O, ölüme girecektir: bu an ona ait olanların onu takip edecekleri an değildir, ancak her an O’nun yaptıklarını yapmak için geçerli andır, yani Baba’nın sevgisini göstermek için zaman daima uygundur. Bunu İsa’nın öğrencileri, birbirlerini İsa’nınki ile aynı sevgi yoğunluğu ile severek gerçekleştireceklerdir.
Birbirlerini sevmek ne demektir? Sadece başkalarını sevmek değildir: bu sevgi, kendimizi iyi, hak eden, daha iyi gibi hissetmemizi sağlayan gururumuza yönelik bir dürtü olabilir.

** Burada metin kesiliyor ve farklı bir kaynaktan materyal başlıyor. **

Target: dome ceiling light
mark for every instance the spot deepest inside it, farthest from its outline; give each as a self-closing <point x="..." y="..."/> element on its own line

Birbirimizi sevmek kardeşin sevgisini kabul etmektir, ona değer vermektir, bana karşı davranışlarını sevgi olarak saymaktır. Kardeşlerimin bana yaptıkları Allah’ın bana sevgisidir, hoşuma gitmiyorsa da, bana acı veriyorsa da bu böyledir, çünkü Rab bana neyin iyi geldiğini bilmekte. Birbirini sevmek her şeyden önce kardeşlerin dikkatine ihtiyacımızın olduğunu alçakgönüllülükle kabul etmek ve onları kendimden üstün görmektir. Onları bana olan Allah’ın armağanı olarak sayıyorum.
Mademki İsa daima herkesi sevdi, biz de O’na bakarak herkesi seviyoruz. “Niçin seviyorsun?” sorusuna da daima şöyle cevap vereceğiz: “Çünkü İsa bizi sevdi”, “Çünkü İsa seni de beni de sevdi”. Sevilmeye layık olan O’dur.
Birbirimizi severek İsa’nın şanını göstereceğiz, bizler de onun öğrencileri sayılacağız. Bizi Rab’bin öğrencileri olarak gösteren ve başkalarından ayırt eden, sözlerimiz ve dualarımız değil, konuşma şeklinde bile, duada, özellikle de birbirimizi dinlemeye ve yardıma hazır olmamızda açıklanan birbirimize olan o bağlılıktır.
Birbirimizi sevmek elbette çok güzeldir, ama pahalıdır! Eğer denediysen bunun pahalı olduğunu bilmektesin. Bu, bizi hükümranlığına kabul etmesi için Rab’be sunduğumuz ilk sıkıntıdır. Karşılıklı sevginin getirdiği sıkıntı, bizi sevince boğacaktır, bir sevinç ki diğer bütün sıkıntılardan gelen gözyaşlarını, bize karşı kütü konuşanlardan ve imanımıza karşı haksızlıklar yapanlardan gelen gözyaşlarını da silecektir.